Brokertec moved 720 employees to New Jersey in 2002 after its offices in the World Trade Center were destroyed on September 11, 2001.
New Jersey had adopted an economic incentive program to induce companies to relocate to the state and bring jobs or expand existing facilities in a manner that adds to employment.
Companies had to apply to the state Economic Development Authority. Grants were discretionary. Applicants had to promise to maintain a minimum number of employees at the new location for a certain period of time. There were no restrictions on how money would be used.
The state made payments over time that were a fixed percentage of state income taxes withheld from wages on company employees at the new location.
The percentage varied from 30% to 80% depending on whether the company was in a targeted industry or investing in a location where the state felt a greater need to bring jobs.

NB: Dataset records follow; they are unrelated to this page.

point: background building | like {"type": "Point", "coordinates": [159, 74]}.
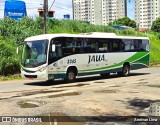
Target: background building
{"type": "Point", "coordinates": [99, 12]}
{"type": "Point", "coordinates": [146, 11]}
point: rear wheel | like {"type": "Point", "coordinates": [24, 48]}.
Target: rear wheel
{"type": "Point", "coordinates": [71, 75]}
{"type": "Point", "coordinates": [125, 71]}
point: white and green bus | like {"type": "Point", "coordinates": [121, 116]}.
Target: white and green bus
{"type": "Point", "coordinates": [66, 56]}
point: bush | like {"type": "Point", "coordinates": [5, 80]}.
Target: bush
{"type": "Point", "coordinates": [9, 60]}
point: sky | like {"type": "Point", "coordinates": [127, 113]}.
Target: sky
{"type": "Point", "coordinates": [61, 7]}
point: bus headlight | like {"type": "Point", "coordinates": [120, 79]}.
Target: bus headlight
{"type": "Point", "coordinates": [42, 69]}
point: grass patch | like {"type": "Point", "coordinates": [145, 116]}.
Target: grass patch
{"type": "Point", "coordinates": [10, 77]}
{"type": "Point", "coordinates": [156, 86]}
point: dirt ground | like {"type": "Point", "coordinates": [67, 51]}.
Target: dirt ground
{"type": "Point", "coordinates": [92, 96]}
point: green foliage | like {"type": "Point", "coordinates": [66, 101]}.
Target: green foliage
{"type": "Point", "coordinates": [14, 32]}
{"type": "Point", "coordinates": [19, 30]}
{"type": "Point", "coordinates": [9, 61]}
{"type": "Point", "coordinates": [156, 25]}
{"type": "Point", "coordinates": [125, 22]}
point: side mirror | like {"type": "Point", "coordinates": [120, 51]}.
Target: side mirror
{"type": "Point", "coordinates": [17, 50]}
{"type": "Point", "coordinates": [53, 48]}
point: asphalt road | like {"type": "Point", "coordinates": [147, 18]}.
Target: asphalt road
{"type": "Point", "coordinates": [88, 96]}
{"type": "Point", "coordinates": [25, 85]}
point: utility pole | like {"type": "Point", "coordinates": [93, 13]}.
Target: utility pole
{"type": "Point", "coordinates": [45, 8]}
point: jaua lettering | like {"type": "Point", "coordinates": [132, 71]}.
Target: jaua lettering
{"type": "Point", "coordinates": [96, 58]}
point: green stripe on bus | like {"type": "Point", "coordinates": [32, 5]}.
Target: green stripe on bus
{"type": "Point", "coordinates": [135, 57]}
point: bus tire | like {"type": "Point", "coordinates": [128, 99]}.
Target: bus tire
{"type": "Point", "coordinates": [125, 71]}
{"type": "Point", "coordinates": [49, 82]}
{"type": "Point", "coordinates": [70, 76]}
{"type": "Point", "coordinates": [105, 75]}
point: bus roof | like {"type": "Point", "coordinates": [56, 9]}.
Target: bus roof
{"type": "Point", "coordinates": [84, 35]}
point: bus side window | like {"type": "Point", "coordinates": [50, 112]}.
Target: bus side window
{"type": "Point", "coordinates": [145, 45]}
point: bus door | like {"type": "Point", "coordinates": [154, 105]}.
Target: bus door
{"type": "Point", "coordinates": [55, 60]}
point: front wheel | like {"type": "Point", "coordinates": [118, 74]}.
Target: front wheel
{"type": "Point", "coordinates": [105, 75]}
{"type": "Point", "coordinates": [71, 76]}
{"type": "Point", "coordinates": [125, 71]}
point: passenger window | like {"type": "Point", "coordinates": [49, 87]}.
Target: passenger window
{"type": "Point", "coordinates": [115, 46]}
{"type": "Point", "coordinates": [90, 45]}
{"type": "Point", "coordinates": [103, 46]}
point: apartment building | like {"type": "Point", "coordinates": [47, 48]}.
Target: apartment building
{"type": "Point", "coordinates": [100, 12]}
{"type": "Point", "coordinates": [146, 11]}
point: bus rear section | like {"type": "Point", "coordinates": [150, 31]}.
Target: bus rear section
{"type": "Point", "coordinates": [68, 56]}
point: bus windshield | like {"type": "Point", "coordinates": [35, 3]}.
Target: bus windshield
{"type": "Point", "coordinates": [34, 53]}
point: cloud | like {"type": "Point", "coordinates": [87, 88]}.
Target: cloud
{"type": "Point", "coordinates": [61, 7]}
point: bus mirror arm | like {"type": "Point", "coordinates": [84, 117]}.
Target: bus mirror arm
{"type": "Point", "coordinates": [53, 48]}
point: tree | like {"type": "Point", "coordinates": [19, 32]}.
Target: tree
{"type": "Point", "coordinates": [125, 22]}
{"type": "Point", "coordinates": [156, 25]}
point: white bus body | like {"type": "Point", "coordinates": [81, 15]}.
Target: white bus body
{"type": "Point", "coordinates": [53, 56]}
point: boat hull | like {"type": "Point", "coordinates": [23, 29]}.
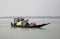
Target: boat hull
{"type": "Point", "coordinates": [36, 26]}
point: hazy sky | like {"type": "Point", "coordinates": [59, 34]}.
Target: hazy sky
{"type": "Point", "coordinates": [29, 7]}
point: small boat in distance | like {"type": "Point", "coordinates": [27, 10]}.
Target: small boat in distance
{"type": "Point", "coordinates": [22, 23]}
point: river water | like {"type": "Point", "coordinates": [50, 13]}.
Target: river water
{"type": "Point", "coordinates": [51, 31]}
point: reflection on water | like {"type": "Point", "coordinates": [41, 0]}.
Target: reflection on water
{"type": "Point", "coordinates": [51, 31]}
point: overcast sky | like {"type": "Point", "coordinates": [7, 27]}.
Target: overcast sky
{"type": "Point", "coordinates": [29, 7]}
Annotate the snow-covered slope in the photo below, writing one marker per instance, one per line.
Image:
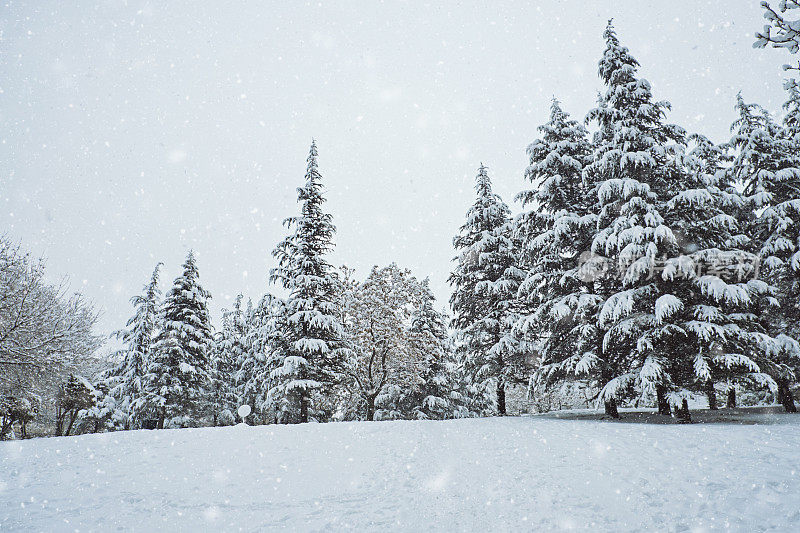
(480, 474)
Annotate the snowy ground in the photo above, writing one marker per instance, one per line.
(483, 474)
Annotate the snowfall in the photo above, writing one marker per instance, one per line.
(513, 473)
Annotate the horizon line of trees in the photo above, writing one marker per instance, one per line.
(648, 264)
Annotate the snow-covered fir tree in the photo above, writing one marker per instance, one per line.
(178, 369)
(263, 349)
(767, 167)
(124, 380)
(312, 364)
(485, 281)
(554, 233)
(633, 172)
(227, 352)
(433, 393)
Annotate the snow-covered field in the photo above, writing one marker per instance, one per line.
(526, 473)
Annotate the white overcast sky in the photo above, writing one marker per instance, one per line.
(133, 131)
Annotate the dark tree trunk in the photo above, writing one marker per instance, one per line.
(611, 408)
(71, 421)
(303, 409)
(6, 427)
(711, 394)
(501, 398)
(663, 404)
(370, 407)
(785, 396)
(731, 397)
(683, 413)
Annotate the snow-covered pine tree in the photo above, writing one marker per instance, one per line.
(712, 293)
(485, 281)
(791, 108)
(178, 370)
(768, 167)
(559, 308)
(433, 399)
(227, 351)
(633, 173)
(124, 380)
(312, 329)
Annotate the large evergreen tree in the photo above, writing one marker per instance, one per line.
(124, 380)
(227, 351)
(767, 166)
(485, 281)
(310, 366)
(178, 371)
(555, 234)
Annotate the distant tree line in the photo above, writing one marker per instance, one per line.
(648, 264)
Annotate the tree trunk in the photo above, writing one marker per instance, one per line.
(6, 426)
(611, 408)
(683, 413)
(785, 396)
(370, 407)
(501, 398)
(303, 409)
(60, 421)
(663, 404)
(731, 397)
(71, 421)
(711, 394)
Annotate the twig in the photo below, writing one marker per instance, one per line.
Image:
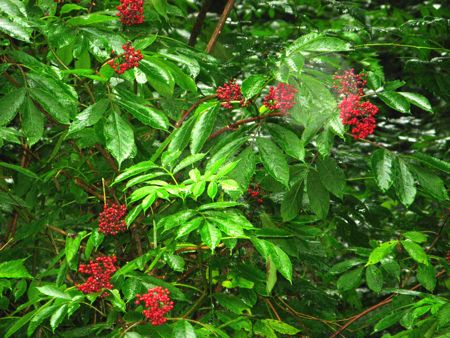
(376, 306)
(194, 106)
(199, 23)
(236, 124)
(219, 26)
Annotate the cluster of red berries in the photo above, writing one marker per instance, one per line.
(350, 83)
(129, 59)
(230, 91)
(255, 194)
(111, 220)
(280, 97)
(131, 12)
(101, 271)
(157, 303)
(359, 114)
(353, 110)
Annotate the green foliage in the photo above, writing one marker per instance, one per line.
(260, 222)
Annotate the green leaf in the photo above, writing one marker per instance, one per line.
(395, 101)
(332, 176)
(288, 141)
(433, 162)
(281, 327)
(291, 204)
(319, 198)
(90, 116)
(253, 85)
(186, 162)
(14, 269)
(273, 160)
(19, 169)
(374, 278)
(119, 138)
(147, 115)
(206, 117)
(350, 280)
(415, 236)
(58, 317)
(426, 275)
(381, 252)
(53, 291)
(183, 329)
(90, 19)
(158, 75)
(32, 122)
(430, 183)
(415, 251)
(382, 168)
(15, 29)
(282, 261)
(72, 248)
(10, 104)
(418, 100)
(210, 235)
(231, 302)
(404, 183)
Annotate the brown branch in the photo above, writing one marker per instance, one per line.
(219, 26)
(376, 306)
(236, 124)
(199, 23)
(193, 107)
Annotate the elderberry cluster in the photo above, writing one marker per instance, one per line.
(157, 303)
(280, 97)
(230, 91)
(131, 12)
(354, 111)
(100, 272)
(129, 59)
(111, 220)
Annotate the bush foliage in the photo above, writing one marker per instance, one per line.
(181, 168)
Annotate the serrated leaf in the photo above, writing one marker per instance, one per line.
(381, 252)
(119, 138)
(210, 235)
(382, 168)
(14, 269)
(415, 251)
(273, 160)
(332, 176)
(395, 101)
(253, 85)
(404, 183)
(374, 278)
(10, 104)
(204, 124)
(418, 100)
(319, 198)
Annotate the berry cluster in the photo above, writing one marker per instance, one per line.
(129, 59)
(353, 110)
(359, 114)
(157, 303)
(131, 12)
(255, 194)
(350, 83)
(280, 97)
(111, 220)
(101, 271)
(230, 91)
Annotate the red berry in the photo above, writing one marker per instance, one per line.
(111, 220)
(157, 303)
(101, 271)
(131, 12)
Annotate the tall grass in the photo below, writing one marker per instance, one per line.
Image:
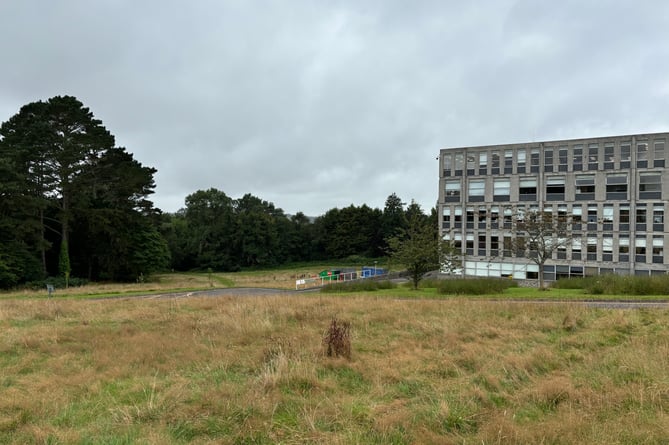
(254, 370)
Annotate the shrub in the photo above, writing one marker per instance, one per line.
(569, 283)
(363, 285)
(56, 282)
(617, 284)
(474, 286)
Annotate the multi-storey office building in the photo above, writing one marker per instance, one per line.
(616, 186)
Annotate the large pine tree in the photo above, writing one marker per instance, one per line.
(76, 191)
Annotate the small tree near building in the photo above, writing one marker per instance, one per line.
(420, 249)
(538, 234)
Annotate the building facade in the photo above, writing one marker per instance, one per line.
(615, 188)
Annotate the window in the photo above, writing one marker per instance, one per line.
(658, 249)
(452, 190)
(534, 160)
(501, 189)
(508, 217)
(482, 217)
(640, 248)
(658, 156)
(495, 162)
(508, 161)
(520, 213)
(625, 150)
(576, 248)
(494, 245)
(562, 159)
(482, 245)
(447, 160)
(555, 188)
(494, 217)
(642, 154)
(527, 190)
(607, 217)
(469, 243)
(459, 163)
(457, 241)
(477, 190)
(578, 158)
(471, 163)
(585, 187)
(562, 249)
(650, 185)
(607, 247)
(658, 217)
(507, 245)
(593, 157)
(483, 163)
(592, 217)
(624, 218)
(521, 161)
(592, 248)
(562, 212)
(623, 248)
(446, 218)
(641, 217)
(577, 217)
(608, 156)
(457, 222)
(616, 186)
(548, 159)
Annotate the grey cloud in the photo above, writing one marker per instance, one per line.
(317, 105)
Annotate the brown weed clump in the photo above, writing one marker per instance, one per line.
(337, 339)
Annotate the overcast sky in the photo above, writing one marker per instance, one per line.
(320, 104)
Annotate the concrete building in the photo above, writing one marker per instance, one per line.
(617, 186)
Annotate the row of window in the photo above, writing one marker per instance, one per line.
(577, 157)
(550, 272)
(616, 186)
(647, 217)
(645, 249)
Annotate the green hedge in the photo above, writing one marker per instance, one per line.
(617, 284)
(474, 286)
(358, 286)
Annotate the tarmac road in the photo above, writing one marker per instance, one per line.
(259, 292)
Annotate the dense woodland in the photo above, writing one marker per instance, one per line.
(74, 205)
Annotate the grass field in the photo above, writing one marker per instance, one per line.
(244, 370)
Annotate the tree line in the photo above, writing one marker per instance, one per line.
(73, 204)
(217, 232)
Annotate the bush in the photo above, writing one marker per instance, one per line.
(364, 285)
(56, 282)
(618, 284)
(474, 286)
(569, 283)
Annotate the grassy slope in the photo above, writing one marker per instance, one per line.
(251, 370)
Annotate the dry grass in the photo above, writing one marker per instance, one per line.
(254, 370)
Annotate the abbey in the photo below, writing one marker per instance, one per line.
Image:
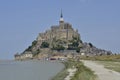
(63, 31)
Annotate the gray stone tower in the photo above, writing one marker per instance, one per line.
(61, 22)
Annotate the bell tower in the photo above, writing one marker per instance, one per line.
(61, 22)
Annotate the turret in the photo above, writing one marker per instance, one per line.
(61, 22)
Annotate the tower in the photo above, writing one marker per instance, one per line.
(61, 22)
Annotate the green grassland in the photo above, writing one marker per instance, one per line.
(110, 65)
(82, 73)
(102, 58)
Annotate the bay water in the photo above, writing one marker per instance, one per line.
(29, 70)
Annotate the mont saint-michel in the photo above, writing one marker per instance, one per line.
(61, 41)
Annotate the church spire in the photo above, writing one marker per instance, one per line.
(61, 17)
(61, 14)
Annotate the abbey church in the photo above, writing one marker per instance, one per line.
(63, 31)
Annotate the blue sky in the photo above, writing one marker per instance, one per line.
(98, 22)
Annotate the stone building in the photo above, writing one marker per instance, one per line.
(63, 31)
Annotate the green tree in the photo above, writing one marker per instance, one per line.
(44, 45)
(78, 49)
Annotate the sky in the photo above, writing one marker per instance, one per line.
(98, 22)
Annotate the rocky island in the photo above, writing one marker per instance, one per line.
(61, 41)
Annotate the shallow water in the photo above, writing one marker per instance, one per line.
(29, 70)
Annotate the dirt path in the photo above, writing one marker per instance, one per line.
(101, 72)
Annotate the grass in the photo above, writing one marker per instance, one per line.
(82, 73)
(103, 58)
(111, 65)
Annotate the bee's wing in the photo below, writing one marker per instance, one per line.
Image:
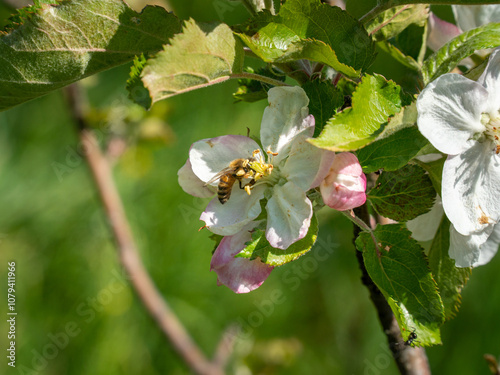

The state would not start making payments until a project was completed and the company had begun paying wages. The state income taxes withheld on wages had to exceed the amount of the grant so that the jobs would generate more revenue than they cost.
Two Brokertec subsidiaries that relocated to New Jersey received a total of $170 million in payments over 10 years. The IRS said tax should have been paid on the payments, but did not catch the issue on audit until the last four years of the period the company was receiving payments. During that period, the subsidiaries received a total of $56 million in payments.
Section 118 of the US tax code at the time spared corporations from having to report government payments as taxable income that are an inducement to the company to do something without adding to the company’s wealth. An example is where a town pays the cost for a freight railroad whose trains block traffic to put the tracks on an overpass.
A US appeals court said the payments in the case had to be reported as income because they supplement income. They reimbursed the subsidiaries for part of their wages costs, thereby giving them more income.
The court said Brokertec might have avoided tax under section 118 if the state had calculated the payments as a percentage of invested capital.
Congress changed section 118 in late 2017. The section now says that payments by governments and civic groups to corporations must be reported as income unless they are made by the government or civic group in the capacity as a shareholder.
The case is Commissioner v. Brokertec Holdings, Inc.